GHSA-85q9-7467-r53q: 
Python vulnerability analysis and mitigation

A high-severity XSS vulnerability (GHSA-85q9-7467-r53q) was discovered in InvenTree's implementation of EasyMDE markdown editor. The vulnerability affects versions prior to 0.7.3, where the editor fails to sanitize input data in various places, particularly in the 'notes' fields associated with different models. The issue was published on June 16, 2022, and last updated on January 12, 2023 (GitHub Advisory).

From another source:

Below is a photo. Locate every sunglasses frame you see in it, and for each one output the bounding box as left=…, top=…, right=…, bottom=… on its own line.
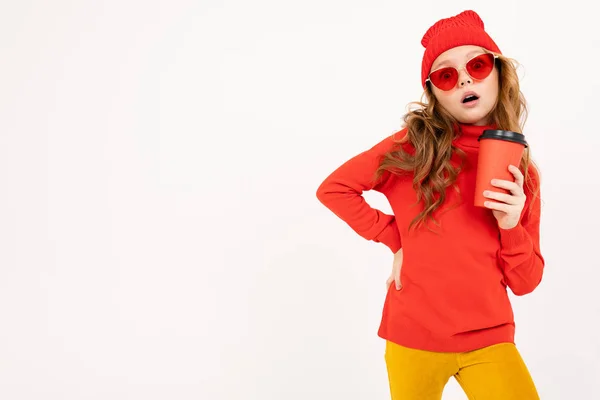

The vulnerability stems from EasyMDE's default configuration which does not sanitize input data, allowing potential injection of malicious code into the markdown editor that can be executed in users' browsers. The vulnerability is classified as CWE-79 (Cross-site Scripting) and has been assigned a High severity rating. It's important to note that the exploitation requires an authorized user to upload malicious data to the database, limiting the risk to trusted users (GitHub Advisory).

The vulnerability allows malicious code injection through the markdown editor, which can then be executed in users' browsers. However, the impact is somewhat limited as the attack vector requires an authorized user to upload the malicious data to the database first (GitHub Advisory).

The issue has been addressed with a two-fold solution: enabling data sanitization for the EasyMDE renderer and enforcing cleaning of all data uploaded to the database via the API. These fixes are implemented in version 0.7.3 and the 0.8.0 release. There are no workarounds available without upgrading InvenTree to the specified patched versions (GitHub Advisory).